Fiche technique de paiements
Sur le synopsis présentant la situation des paiements à Eneo par l’Etat central, pour l’exercice 2021, le Cameroun a mobilisé la somme de 206,8 milliards de FCFA D’après le procès verbal, ce montant a été payé selon que, 143 milliards ont été dus par protocole d’accord, 38,9 milliards de FCFA par cession de créances et 25 milliards par paiements directs, par le Trésor public. Pour rappel, dans un contexte marqué par l’organisation de Coupe d’Afrique des nations et le déséquilibre financier qui a fragilisé le secteur de l’électricité, ce paiement a permis d’apporter de la trésorerie liquide aux différentes entités du secteur.
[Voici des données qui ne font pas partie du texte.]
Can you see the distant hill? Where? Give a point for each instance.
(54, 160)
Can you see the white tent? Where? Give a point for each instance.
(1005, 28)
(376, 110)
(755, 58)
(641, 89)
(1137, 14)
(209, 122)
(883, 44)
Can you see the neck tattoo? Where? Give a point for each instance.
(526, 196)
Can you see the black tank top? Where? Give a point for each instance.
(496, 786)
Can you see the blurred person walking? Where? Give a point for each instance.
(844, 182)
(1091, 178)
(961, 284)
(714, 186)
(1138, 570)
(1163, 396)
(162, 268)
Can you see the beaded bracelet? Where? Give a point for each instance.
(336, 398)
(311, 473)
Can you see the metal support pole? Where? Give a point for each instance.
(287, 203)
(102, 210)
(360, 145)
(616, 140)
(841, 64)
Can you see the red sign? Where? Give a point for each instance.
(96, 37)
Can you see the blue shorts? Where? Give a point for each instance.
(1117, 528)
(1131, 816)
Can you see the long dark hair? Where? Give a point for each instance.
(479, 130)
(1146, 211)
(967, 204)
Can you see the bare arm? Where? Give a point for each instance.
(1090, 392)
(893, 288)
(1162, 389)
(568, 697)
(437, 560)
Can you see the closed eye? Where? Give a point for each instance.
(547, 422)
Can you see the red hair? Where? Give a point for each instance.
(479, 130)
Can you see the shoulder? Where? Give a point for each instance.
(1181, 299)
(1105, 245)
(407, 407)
Cette mobilisation financière a également permis à l’Etat de solder des conventions de dettes réciproques Etat/Eneo, des consommations de l’Etat central, des subventions tarifaires, la reprise des actifs de transport au profit de la Sonatrel, l’éclairage public et la reprise de la subrogation des dettes par certaines entreprises publiques. Pour l’exercice 2022, la dette globale de l’Etat du Cameroun s’élevait à 13 milliards de FCFA. Et c’est par paiements directs trésor, que celle-ci a été soldée. Pour 2023, l’Etat a mobilisé un total de 68 milliards de FCFA au profit d’Eneo, à l’effet de solder sa dette courante. Cela a permis de baisser la série de délestages, causé par le non paiement des consommations d’énergie par les acteurs. Ainsi, une partie des 68 milliards de FCFA a été versée à Eneo d’abord par paiements directs Trésor, sur la période du 1er janvier au 20 décembre 2023. À ce propos, la loi de finances 2023 avait prévu un engagement budgétaire de 12 milliards de FCFA, au profit d’Eneo, notamment pour régulariser la facture des consommations publiques de l’année. Par la suite, courant avril de la même année, pour permettre à Kpdc/Dpdc de remettre en marche les groupes en arrêt faute de paiement, un montant de 10 milliards avait été versé à Eneo. En plus, jusqu’au 20 décembre, 16 milliards de FCFA ont été mobilisés en faveur d’Eneo. La deuxième partie de paiement, est le fruit d’une opération de monétisation autorisée par le ministre de Finances pour un montant de 30 milliards, représentant une partie de la dette reprise de certaines entreprises publiques envers Eneo.